“For whoever does work upon it (Shabbat)” (Exodus 31:14) — provided that one does a complete act of work. But suppose one writes one letter in the morning, and another towards evening; or if one wove one strand in the morning and another towards evening, I might think that this person is liable. Therefore, it is written, “For whoever does work upon it” — provided that one does a complete act of work.
Mekhilta d’Rabbi Ishmael, Shabbata, on Exodus 31:12-17 (6 of 13)
Understanding the Midrash:
God created the whole world and then rested. On Shabbat we too rest from “completing” work. We might still (by accident?) do partial labor, but we need to avoid or resist the urge to finish things on Shabbat. Shabbat is a day for acknowledging the hidden wholeness, even when we might feel we are in a state of in-betweenness on projects (as we almost always are).
The prohibition on writing counts with a minimum of two letters.

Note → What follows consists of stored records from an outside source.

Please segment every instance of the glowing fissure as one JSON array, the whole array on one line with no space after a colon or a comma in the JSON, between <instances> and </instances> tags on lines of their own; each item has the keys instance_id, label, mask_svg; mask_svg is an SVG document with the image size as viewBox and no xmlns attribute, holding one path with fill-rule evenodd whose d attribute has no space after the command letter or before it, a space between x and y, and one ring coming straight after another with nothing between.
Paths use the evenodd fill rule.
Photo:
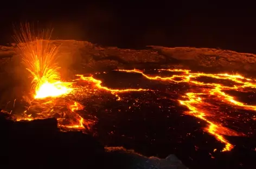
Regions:
<instances>
[{"instance_id":1,"label":"glowing fissure","mask_svg":"<svg viewBox=\"0 0 256 169\"><path fill-rule=\"evenodd\" d=\"M39 32L30 29L29 23L21 24L15 36L21 51L22 63L32 77L34 98L57 97L68 94L70 85L60 81L57 58L59 48L50 41L51 31Z\"/></svg>"},{"instance_id":2,"label":"glowing fissure","mask_svg":"<svg viewBox=\"0 0 256 169\"><path fill-rule=\"evenodd\" d=\"M60 80L60 74L59 69L60 68L57 62L57 54L58 47L54 45L49 40L51 31L47 31L46 36L44 31L38 35L33 35L29 24L21 25L21 32L16 33L15 37L18 47L21 51L22 63L30 72L33 79L33 89L34 98L36 99L44 99L46 98L58 98L61 96L72 93L73 92L72 83L63 82ZM46 39L46 40L44 39ZM210 113L203 108L204 105L207 105L206 98L213 96L226 103L247 110L256 110L256 106L247 105L235 100L235 99L226 93L224 90L234 90L244 91L245 88L256 88L254 81L246 79L240 75L229 75L228 74L205 74L202 73L191 73L189 70L183 69L158 69L158 72L168 71L181 73L181 75L173 75L168 77L161 76L147 75L143 71L139 70L116 70L117 71L126 73L139 73L144 77L152 80L165 81L175 83L187 83L191 86L197 87L207 87L201 93L190 92L185 94L179 99L181 105L184 106L189 109L185 112L187 114L194 116L208 123L206 131L215 138L224 143L225 147L222 151L230 151L234 145L229 143L223 136L224 135L238 135L239 134L221 125L217 120L210 120ZM118 96L119 93L131 92L145 92L153 90L149 89L111 89L101 85L102 82L92 76L85 77L82 75L78 75L79 79L94 84L94 86L101 90L108 91L118 98L117 100L121 98ZM225 86L217 83L204 83L196 80L200 77L209 77L215 79L229 80L236 84L232 87ZM179 80L177 80L179 79ZM204 98L203 97L205 97ZM47 102L46 104L49 103ZM209 105L210 106L210 105ZM70 110L68 116L73 118L70 125L63 125L62 122L66 120L65 113L63 117L57 119L59 126L68 128L85 129L84 125L90 124L89 121L85 120L81 116L75 112L84 109L84 106L77 102L74 102L68 106ZM52 109L51 111L54 111ZM32 120L34 118L31 114L27 115L27 110L23 113L24 116L17 120ZM51 113L51 112L49 112ZM50 113L43 116L50 117Z\"/></svg>"},{"instance_id":3,"label":"glowing fissure","mask_svg":"<svg viewBox=\"0 0 256 169\"><path fill-rule=\"evenodd\" d=\"M183 98L187 98L188 100L178 100L182 105L185 106L189 111L187 112L187 114L190 115L193 115L197 118L199 118L208 123L207 132L214 135L216 139L221 142L225 144L225 147L222 150L222 151L230 151L234 147L234 145L229 143L226 139L224 138L223 135L239 135L239 134L233 131L228 129L228 128L221 126L221 124L217 123L216 122L208 120L207 116L209 113L204 110L199 110L199 108L202 106L205 102L203 102L200 97L197 97L197 95L216 95L221 99L222 101L225 101L227 103L235 105L240 107L241 108L244 108L247 110L256 110L256 106L247 105L245 103L238 101L235 100L234 97L226 94L222 92L222 90L241 90L245 87L249 87L252 88L256 88L256 83L254 81L246 79L240 75L229 75L228 74L205 74L203 73L190 73L189 70L183 69L158 69L159 72L161 71L169 71L172 72L181 72L182 75L173 75L169 77L163 77L159 76L151 76L145 74L143 71L140 70L116 70L119 72L124 72L126 73L135 73L142 74L144 77L148 79L153 80L161 80L171 81L176 83L187 82L192 85L197 85L199 86L209 86L213 88L209 90L204 90L204 93L187 93L186 95L183 96ZM234 85L233 87L227 87L219 83L204 83L196 81L195 79L199 77L210 77L217 79L229 80L239 85ZM177 77L181 79L181 80L175 80Z\"/></svg>"}]
</instances>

In other words, one letter isn’t a full act of work, and likewise with one woven strand. But two becomes full. If you do two, but not consecutively, it doesn’t count as a full act according to this midrash. One letter, one strand, is simply one, but two begin to add up to much more than their sum. They start to reveal that the work has a goal.
The leniency here reveals that the prohibition of work isn’t simply about the process of work, but the product. When we are in a productive mode, we are oriented towards completing our projects. Shabbat shifts us from productive mode, where we are goal-oriented and looking to achieve deliverable results, to appreciation mode, where existing is its own reward.
For me, I love being creative on Shabbat. The lesson I personally draw from this midrash is that when I do work that might traditionally be forbidden on Shabbat, I will seek to do it for its intrinsic worth, trying to achieve a flow state of mindful presence, and limiting any need or desire for my work to have an end result.